Peggy laid her head against his chest and was silent for a moment. Then, “Was this something you wanted for us?”

“Honestly I hadn’t thought of it in a while. Feels a little silly now. But when I used to imagine a life, and making one with you… yeah, I imagined us with kids.” He chuckled. “Maybe not this minute, but… maybe by now, I should know better than to try and guess what’s coming for me.”

He tipped up her chin so that she would look at him. “And you?”

He knew what the answer had been for her in his previous timeline— or at least, what it had seemed to be when she’d made a life with another man. That she’d been a mother as that other version of herself had been one of the few things about her life there she’d allowed herself to know. But what if things were different now? What if there had been some secret regret in her twenty-first century self that she’d never allowed him to see?

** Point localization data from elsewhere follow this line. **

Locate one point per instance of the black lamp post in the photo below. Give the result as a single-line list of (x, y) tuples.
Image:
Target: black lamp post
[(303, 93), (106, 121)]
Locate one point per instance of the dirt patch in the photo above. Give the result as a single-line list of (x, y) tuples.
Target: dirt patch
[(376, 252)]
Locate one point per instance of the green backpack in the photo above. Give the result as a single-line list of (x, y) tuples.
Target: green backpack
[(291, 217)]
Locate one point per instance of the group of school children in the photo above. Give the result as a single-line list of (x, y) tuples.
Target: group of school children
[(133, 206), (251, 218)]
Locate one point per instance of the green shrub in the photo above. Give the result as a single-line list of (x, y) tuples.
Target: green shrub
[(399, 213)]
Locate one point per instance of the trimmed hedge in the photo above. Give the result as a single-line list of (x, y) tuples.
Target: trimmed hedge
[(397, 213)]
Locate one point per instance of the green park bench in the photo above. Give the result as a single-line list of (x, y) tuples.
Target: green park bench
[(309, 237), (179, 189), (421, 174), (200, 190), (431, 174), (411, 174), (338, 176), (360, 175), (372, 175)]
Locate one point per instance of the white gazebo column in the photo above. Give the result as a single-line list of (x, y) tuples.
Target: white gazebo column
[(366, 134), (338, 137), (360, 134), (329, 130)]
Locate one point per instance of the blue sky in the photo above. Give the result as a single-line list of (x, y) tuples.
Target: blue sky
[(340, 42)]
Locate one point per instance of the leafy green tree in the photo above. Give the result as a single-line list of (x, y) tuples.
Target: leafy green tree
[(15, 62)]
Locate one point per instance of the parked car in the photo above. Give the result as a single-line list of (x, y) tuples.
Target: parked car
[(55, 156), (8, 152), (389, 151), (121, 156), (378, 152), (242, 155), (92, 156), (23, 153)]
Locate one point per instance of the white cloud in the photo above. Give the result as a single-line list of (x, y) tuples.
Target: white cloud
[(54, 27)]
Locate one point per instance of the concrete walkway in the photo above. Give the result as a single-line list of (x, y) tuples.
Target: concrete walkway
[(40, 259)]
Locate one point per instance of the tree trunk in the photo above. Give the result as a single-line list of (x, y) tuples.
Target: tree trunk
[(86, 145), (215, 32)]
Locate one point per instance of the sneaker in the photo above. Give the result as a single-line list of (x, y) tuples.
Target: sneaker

He could see the distress in her eyes. “It isn’t that I don’t, Steve. I think it’s something I’ve wanted since I was a girl. But now that I’ve found my work… I don’t think I can live without it. It’s already hard enough to push through all the nonsense and the bias against me. And it won’t be any easier with the demands of a child on top of it all. What if I can’t manage it? What if I can’t keep it all up?” Her breath hitched, and his guts twisted. “Do I fail my baby… or myself?”

He could have reassured her with his knowledge from the future then. That she’d founded an entire organization, served as its director, and retired a living legend among the people that fought to keep the world safe. And she’d done it all with two children, who had grown up strong and smart and happy.

He tightened his arms around her. “Peggy,” he said at last. “I will do everything in my power to support you. I promise you, I will see you have your career.”

That moment resolved him. Promises about an uncertain future in a different world were nothing. All that was real was what he could do now.